Comieron y su hermano le preguntó si salía a echar la partida. No le apetecía, pero, sobre todo, se negó debido a otra idea alocada que su mente fraguó pensando en Andrea. Discurriendo sobre la manera de encontrarse con ella, o de al menos verla, se le ocurrió que a lo mejor acudía al rosario. Ningún acto social era posible para aquellos que guardaban un riguroso luto, excepto los actos religiosos. No conocía con certeza la devoción de la muchacha y si acostumbraba acudir a estos rezos. Su madre siempre lo hacía y era uno de los momentos en los que disfrutaba de un poco de intimidad. Cuando salió de casa, él apoyó los dos brazos en la hoja inferior de la puerta contemplando la calle. El desfile había comenzado, pero no asistía tanta gente como a misa. Mujeres mayores, alguna moza y los niños arrastrados por sus madres se enfilaban hacia la iglesia. No era necesario que Andrea pasara por su casa, pues, existía un trayecto más corto, pero intuía que, en el supuesto de que asistiera al rosario, no perdería la oportunidad de aproximarse a su barrio, como él había hecho unas horas antes al de ella, camino de la taberna. Los últimos feligreses corrían para no llegar demasiado tarde al acto religioso, pero ella no apareció. Defraudado, sin embargo, no cesó de conjeturar. Tal vez hubiera asistido sin dirigirse por su calle porque ya se le hiciera tarde, pero, quizá, de regreso a casa, rodeara para encaminarse a su barrio. Esperó impaciente la media hora de duración del rosario. Don Aureliano despachaba con prisa pensando que sus compañeros de julepe lo esperaban con impaciencia. Otra vez, ahora con más calma, la gente pasaba por la carretera charlando camino de sus casas o de las eras de Roquete, donde se habían organizado juegos populares. De nuevo, se sintió frustrado al no aparecer la muchacha.

—¿No vas a salir? –le espetó la madre, viéndolo alelado deambulando por el portal cuando entraba en la casa.

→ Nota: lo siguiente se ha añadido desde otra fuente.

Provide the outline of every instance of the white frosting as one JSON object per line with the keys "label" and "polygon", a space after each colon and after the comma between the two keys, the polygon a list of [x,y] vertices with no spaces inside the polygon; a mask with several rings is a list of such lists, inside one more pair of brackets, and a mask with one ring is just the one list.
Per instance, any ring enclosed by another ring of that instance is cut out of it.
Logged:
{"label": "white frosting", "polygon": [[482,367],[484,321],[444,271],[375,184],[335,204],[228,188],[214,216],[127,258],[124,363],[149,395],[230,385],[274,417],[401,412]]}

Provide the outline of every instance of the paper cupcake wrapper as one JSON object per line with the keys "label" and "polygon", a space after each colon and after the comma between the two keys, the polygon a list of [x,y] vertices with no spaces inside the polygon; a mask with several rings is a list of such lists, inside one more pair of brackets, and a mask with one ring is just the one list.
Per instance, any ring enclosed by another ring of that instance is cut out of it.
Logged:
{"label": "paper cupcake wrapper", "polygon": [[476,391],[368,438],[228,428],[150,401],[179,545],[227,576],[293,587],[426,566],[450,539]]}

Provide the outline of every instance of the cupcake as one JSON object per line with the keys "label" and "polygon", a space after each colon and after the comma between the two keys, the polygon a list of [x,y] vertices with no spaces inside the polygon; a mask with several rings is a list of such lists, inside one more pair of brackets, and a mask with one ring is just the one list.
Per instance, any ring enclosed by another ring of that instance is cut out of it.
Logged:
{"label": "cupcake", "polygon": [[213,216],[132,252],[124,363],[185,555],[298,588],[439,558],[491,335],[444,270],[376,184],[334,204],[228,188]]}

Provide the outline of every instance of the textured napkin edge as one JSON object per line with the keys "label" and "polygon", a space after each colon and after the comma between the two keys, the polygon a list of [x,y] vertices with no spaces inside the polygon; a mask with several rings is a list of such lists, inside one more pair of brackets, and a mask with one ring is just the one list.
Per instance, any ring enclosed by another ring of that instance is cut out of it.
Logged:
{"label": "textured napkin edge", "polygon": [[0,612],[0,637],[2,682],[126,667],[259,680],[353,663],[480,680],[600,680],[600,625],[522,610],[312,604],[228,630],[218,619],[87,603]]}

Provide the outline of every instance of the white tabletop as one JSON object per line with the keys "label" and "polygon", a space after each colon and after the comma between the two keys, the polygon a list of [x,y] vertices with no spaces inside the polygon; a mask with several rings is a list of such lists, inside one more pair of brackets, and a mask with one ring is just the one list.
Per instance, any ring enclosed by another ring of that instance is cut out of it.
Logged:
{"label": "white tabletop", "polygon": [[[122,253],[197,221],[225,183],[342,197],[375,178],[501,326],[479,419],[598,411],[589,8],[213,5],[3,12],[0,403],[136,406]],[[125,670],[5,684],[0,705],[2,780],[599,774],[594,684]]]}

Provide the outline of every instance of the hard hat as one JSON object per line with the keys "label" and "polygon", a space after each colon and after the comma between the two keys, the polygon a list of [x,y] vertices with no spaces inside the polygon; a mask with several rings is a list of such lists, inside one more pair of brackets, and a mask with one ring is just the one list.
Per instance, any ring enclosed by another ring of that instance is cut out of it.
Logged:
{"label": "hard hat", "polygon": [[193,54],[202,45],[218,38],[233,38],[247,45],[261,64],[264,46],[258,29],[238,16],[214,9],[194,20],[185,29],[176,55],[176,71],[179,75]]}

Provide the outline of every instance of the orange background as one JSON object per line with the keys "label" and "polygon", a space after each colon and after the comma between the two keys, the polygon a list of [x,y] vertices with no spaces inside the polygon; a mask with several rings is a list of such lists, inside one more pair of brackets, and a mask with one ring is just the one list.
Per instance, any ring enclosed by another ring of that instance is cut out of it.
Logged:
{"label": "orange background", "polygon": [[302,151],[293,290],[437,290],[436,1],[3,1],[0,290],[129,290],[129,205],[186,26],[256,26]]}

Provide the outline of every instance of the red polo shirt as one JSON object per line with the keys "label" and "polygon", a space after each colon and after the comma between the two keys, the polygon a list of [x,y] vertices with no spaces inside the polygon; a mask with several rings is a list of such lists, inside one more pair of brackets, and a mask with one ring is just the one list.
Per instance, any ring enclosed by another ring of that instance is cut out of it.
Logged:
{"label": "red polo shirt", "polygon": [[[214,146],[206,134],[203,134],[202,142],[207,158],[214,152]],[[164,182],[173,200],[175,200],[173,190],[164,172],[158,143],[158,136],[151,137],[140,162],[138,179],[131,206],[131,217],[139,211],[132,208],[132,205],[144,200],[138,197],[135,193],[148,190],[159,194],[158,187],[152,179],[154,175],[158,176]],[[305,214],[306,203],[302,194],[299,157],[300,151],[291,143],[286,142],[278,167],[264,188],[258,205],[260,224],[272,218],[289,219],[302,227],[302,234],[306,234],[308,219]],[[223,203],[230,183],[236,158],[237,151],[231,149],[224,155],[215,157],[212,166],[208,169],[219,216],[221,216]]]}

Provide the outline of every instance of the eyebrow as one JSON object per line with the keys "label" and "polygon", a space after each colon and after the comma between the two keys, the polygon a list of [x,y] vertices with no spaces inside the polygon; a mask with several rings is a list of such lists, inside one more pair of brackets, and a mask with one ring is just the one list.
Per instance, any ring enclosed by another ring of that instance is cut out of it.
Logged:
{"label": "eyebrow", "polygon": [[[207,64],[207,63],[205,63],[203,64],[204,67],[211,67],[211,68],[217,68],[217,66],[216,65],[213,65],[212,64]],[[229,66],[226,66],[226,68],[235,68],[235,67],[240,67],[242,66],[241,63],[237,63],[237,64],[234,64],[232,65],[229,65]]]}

Acabados el rosario y las partidas de brisca, los vecinos se concentraban en las eras. Se puso la chaqueta y se marchó sin decir nada. No le apetecía salir, pero no tenía más remedio si no quería oír las monsergas de su madre. Se encontraba desorientado. Su ánimo había sufrido indeciblemente al no lograr contactar o sentir la proximidad de Andrea. No sabía qué pensar de todo ello. Asumiendo un riesgo absurdo, se decidió a atravesar otra vez por su calle. Ideó un argumento por si alguien le preguntaba qué andaba haciendo él solo por allí: diría que se había echado un poco de siesta y que había ido al bar del tío Zacarías a buscar a sus amigos y que, como ya habían finalizado la partida, suponía que se habrían dirigido a los juegos. Juzgó convincente la explicación y, como si en realidad hubiera ocurrido así, sus pasos lo llevaron por segunda vez en el día delante de la casa de la muchacha. Disminuyó la marcha para observar con más calma, pero cruzó la fachada sin intuir la presencia de Andrea. Una nueva desilusión que se podría haber evitado, juzgó, pues era absurdo creer que ella permanecería todo el día detrás de visillos o cortinas espiando a ver si pasaba él delante.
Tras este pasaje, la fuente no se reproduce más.